Scientific classification
- Kingdom: Animalia
- Phylum: Chordata
- Class: Reptilia
- Order: Squamata
- Suborder: Serpentes
- Family: Colubridae
- Genus: Boiga
- Species: B. ochracea
- Binomial name: Boiga ochracea (Theobald, 1868)
- Synonyms: Dipsas ochracea Theobald, 1868; Dipsas ochraceus — Günther, 1868; Dipsas hexagonotus Stoliczka, 1871; Dipsadomorphus hexagonotus — Boulenger, 1896; Boiga ochracea — M.A. Smith, 1943;

= Boiga ochracea =

- Genus: Boiga
- Species: ochracea
- Authority: (Theobald, 1868)
- Conservation status: LC
- Synonyms: Dipsas ochracea , Theobald, 1868, Dipsas ochraceus , — Günther, 1868, Dipsas hexagonotus , Stoliczka, 1871, Dipsadomorphus hexagonotus , — Boulenger, 1896, Boiga ochracea , — M.A. Smith, 1943

Species of snake

Boiga ochracea, commonly called the tawny cat snake, is a species of rear-fanged snake in the family Colubridae.
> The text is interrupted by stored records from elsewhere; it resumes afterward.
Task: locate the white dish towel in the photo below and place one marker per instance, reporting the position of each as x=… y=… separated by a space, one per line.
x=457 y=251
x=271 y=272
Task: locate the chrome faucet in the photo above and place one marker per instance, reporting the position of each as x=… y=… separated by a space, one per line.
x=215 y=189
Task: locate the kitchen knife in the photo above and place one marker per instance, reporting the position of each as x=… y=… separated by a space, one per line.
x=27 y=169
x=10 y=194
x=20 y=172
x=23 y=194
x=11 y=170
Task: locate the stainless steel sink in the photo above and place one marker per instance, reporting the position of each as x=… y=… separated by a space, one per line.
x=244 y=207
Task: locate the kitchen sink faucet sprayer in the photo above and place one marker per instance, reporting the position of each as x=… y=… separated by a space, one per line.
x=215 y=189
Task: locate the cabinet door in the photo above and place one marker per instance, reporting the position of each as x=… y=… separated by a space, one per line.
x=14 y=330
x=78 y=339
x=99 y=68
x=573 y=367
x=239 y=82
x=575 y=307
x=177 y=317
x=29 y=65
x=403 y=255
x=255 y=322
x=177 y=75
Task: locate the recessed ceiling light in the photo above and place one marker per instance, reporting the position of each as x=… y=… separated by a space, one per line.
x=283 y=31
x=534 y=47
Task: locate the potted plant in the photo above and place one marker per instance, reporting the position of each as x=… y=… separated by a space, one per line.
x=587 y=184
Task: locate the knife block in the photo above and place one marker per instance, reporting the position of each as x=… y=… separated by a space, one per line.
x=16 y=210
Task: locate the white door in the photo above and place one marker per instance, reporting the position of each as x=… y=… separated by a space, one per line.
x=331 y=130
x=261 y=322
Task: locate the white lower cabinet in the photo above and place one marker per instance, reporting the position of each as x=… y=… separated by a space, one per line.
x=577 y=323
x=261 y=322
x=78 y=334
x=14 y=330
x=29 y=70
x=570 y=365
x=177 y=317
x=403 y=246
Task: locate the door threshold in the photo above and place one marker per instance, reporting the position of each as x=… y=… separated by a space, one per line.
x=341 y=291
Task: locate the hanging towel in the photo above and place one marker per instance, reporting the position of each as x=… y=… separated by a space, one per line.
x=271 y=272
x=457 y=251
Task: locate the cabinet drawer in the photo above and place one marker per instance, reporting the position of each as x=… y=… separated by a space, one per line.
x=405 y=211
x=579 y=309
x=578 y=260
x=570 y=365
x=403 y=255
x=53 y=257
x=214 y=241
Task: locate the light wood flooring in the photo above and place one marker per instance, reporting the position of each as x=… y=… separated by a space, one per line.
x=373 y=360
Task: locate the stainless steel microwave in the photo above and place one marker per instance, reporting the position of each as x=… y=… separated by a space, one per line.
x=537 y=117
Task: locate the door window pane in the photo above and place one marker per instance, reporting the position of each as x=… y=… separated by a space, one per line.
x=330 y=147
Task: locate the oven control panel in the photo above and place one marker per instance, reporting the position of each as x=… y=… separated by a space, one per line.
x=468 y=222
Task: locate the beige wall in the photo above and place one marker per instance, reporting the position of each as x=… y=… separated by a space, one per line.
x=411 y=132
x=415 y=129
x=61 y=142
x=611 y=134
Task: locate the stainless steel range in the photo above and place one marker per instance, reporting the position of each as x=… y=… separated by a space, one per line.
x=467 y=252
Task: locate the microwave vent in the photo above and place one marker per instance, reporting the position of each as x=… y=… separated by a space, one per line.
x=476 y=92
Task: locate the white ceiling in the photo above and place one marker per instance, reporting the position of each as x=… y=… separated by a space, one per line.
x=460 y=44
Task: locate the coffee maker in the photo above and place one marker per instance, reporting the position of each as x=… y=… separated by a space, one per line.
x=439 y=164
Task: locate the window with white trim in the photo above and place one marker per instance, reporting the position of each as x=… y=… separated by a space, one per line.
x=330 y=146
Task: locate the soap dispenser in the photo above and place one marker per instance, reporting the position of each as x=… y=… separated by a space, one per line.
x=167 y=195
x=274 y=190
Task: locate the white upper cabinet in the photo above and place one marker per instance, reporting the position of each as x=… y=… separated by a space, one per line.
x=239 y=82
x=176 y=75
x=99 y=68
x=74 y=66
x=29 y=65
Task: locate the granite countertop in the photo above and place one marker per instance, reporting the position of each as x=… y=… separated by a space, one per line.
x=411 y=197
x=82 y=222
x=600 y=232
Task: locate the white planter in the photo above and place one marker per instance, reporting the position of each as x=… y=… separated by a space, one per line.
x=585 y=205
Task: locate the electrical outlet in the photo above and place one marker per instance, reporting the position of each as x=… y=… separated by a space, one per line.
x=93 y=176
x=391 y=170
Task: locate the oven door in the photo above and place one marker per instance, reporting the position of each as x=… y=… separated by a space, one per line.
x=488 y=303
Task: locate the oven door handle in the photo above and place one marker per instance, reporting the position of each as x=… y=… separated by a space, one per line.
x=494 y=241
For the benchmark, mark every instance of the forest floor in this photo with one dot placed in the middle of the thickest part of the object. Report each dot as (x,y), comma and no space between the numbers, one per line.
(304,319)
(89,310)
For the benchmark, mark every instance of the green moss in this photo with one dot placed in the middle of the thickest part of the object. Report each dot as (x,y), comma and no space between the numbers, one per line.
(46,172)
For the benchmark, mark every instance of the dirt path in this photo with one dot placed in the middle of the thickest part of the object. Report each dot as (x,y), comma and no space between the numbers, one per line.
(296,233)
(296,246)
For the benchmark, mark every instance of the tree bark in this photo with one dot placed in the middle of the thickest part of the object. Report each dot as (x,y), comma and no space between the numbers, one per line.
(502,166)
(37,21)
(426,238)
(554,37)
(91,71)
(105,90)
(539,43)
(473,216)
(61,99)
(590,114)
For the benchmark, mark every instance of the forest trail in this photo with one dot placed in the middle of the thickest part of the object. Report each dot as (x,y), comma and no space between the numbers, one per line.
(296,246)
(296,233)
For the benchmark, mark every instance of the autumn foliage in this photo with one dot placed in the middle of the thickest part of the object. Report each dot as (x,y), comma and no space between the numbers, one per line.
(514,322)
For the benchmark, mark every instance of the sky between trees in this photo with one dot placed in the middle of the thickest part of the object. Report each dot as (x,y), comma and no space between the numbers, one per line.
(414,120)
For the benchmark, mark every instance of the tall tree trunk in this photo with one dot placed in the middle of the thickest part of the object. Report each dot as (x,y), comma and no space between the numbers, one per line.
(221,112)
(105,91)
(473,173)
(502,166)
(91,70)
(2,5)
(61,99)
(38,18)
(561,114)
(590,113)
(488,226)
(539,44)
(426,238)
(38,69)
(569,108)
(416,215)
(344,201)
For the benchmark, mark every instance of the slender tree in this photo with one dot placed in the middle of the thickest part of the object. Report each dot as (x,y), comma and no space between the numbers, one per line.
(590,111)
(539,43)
The species is endemic to South Asia.

==Geographic range==
B. ochracea is found in the Andaman Islands, Bangladesh, Bhutan, India (Changlang District, Manipur), Myanmar, and Nepal. It is also found in China.

==Subspecies==
Three subspecies are recognized as being valid, including the nominotypical subspecies.
- Boiga ochracea ochracea (Theobald, 1868)
- Boiga ochracea stoliczkae (Wall, 1909)
- Boiga ochracea walli M.A. Smith, 1943

Nota bene: A trinomial authority in parentheses indicates that the subspecies was originally described in a genus other than Boiga.

==Reproduction==
B. ochracea is oviparous.

==Etymology==
The subspecific names, stoliczkae and walli, are in honor of Moravian herpetologist Ferdinand Stoliczka and British herpetologist Frank Wall, respectively.